CENTROCAFE is one of the cooperatives working
with Cooperative Coffees. CENFROCAFE is short for Central Fronteriza del Norte
de Cafetaleros. This coffee growing
cooperative was founded in 1999 with 220 small-scale coffee farmers in eleven
community-based associations. Nearly fifteen years after their founding,
CENFROCAFE, now based out of Jaen, Peru serves more than 2,000 farmer members
in local associations spanning across twelve districts within the lush
Cajamarca region.
From
technical assistance and quality control workshops for their farmers, to
economic and leadership training for the young people in their rural
communities, CENFROCAFE works not only to support the commercial endeavors of
its members – but also to facilitate the development of their communities as a
whole. The CENFROCAFE financial team provides short-term credit that help
farmers cover the front-end costs of the harvest and materials in the coffee
production.
CENFROCAFE
is one of the leaders in creating a cooperative alliance with like-minded
associations in the greater Cajamarca region to provide important technical and
marketing services to thousands of small-scale farmers in Northern Peru.

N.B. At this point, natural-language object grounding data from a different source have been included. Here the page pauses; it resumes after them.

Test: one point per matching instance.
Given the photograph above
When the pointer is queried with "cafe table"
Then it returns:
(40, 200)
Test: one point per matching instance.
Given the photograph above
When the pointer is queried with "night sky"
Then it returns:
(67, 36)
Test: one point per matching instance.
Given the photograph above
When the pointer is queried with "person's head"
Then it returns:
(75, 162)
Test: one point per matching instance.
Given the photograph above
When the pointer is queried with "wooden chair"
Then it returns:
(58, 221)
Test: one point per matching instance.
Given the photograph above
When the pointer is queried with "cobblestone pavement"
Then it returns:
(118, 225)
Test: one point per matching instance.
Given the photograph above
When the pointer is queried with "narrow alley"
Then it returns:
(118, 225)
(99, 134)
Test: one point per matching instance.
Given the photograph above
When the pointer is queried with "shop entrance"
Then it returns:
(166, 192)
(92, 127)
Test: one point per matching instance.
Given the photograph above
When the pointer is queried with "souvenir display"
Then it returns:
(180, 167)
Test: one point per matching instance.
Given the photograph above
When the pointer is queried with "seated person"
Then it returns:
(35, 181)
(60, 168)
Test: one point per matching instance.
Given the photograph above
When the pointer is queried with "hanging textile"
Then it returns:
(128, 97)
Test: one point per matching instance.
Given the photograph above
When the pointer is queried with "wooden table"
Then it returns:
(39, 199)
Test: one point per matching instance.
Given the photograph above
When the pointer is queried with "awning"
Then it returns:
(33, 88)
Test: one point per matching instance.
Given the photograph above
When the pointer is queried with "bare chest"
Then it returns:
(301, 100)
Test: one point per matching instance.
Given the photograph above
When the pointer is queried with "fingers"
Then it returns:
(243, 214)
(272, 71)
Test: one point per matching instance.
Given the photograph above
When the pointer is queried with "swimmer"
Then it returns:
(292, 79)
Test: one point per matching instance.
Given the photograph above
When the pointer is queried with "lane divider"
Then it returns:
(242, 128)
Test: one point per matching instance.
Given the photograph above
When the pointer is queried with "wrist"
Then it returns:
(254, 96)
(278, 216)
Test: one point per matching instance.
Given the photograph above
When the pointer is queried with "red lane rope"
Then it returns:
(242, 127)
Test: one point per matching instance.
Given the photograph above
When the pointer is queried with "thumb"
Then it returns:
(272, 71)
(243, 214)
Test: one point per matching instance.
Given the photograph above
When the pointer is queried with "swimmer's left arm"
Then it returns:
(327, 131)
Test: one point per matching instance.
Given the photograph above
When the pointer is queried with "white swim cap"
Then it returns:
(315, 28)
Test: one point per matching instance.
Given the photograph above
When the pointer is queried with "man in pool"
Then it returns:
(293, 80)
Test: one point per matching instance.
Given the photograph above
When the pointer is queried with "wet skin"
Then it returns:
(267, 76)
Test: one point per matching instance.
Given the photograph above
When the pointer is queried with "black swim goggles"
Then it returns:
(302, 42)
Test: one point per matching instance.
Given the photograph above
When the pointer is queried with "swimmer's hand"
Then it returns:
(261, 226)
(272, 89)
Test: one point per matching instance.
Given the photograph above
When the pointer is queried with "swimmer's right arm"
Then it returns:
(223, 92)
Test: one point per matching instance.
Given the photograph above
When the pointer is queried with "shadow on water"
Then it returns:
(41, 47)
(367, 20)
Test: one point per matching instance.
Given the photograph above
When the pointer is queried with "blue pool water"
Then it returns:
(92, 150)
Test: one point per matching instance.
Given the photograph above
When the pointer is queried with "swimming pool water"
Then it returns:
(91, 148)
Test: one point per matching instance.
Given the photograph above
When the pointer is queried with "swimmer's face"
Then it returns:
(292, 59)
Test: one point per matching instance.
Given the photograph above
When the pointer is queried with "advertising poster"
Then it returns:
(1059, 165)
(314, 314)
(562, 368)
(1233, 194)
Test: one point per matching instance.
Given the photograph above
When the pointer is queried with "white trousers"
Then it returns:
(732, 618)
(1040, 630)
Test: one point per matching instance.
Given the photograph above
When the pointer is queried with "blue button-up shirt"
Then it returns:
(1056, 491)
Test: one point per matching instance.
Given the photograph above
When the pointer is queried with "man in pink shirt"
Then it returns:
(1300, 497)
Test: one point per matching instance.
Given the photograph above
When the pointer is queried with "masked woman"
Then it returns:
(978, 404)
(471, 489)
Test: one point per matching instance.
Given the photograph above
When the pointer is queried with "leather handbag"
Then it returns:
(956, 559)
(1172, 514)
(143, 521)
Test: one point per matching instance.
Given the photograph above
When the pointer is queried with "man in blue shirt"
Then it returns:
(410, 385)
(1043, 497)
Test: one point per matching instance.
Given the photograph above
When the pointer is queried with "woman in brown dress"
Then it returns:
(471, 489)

Without this kind of strong organization, local farmers would have otherwise
been left each to his or her own devices to develop best practices for healthy
fields and increased production yields, or for the marketing and sales of their
coffee.
Results to
date are impressive. On average, CENFROCAFE producers yield 20qq (100lb sacks
of parchment) of organic coffee per hectare, and often show in the top
finalists in national and international quality competitions. The improved
revenue for CENFROCAFE farmers has been instrumental for their access to basic
health, education, and other social services.
CENFROCAFE
founding member and former president of the producer Board of Directors,
Anselmo Huaman Moreto, explains: “A huge difference in our lives is that now
our children can actually go to school, our coffee is being recognized in the
market for the quality we produce, we are receiving a fair price for our
efforts, and our members can be proud again to be farmers.”
Cooperative
Coffees began importing from CENFROCAFE in 2005. Since then, our relationship
with this cooperative has flourished both in coffee purchases – with more than
2 million pounds direct purchased — as well as roaster efforts to support their
production and quality improvement initiatives.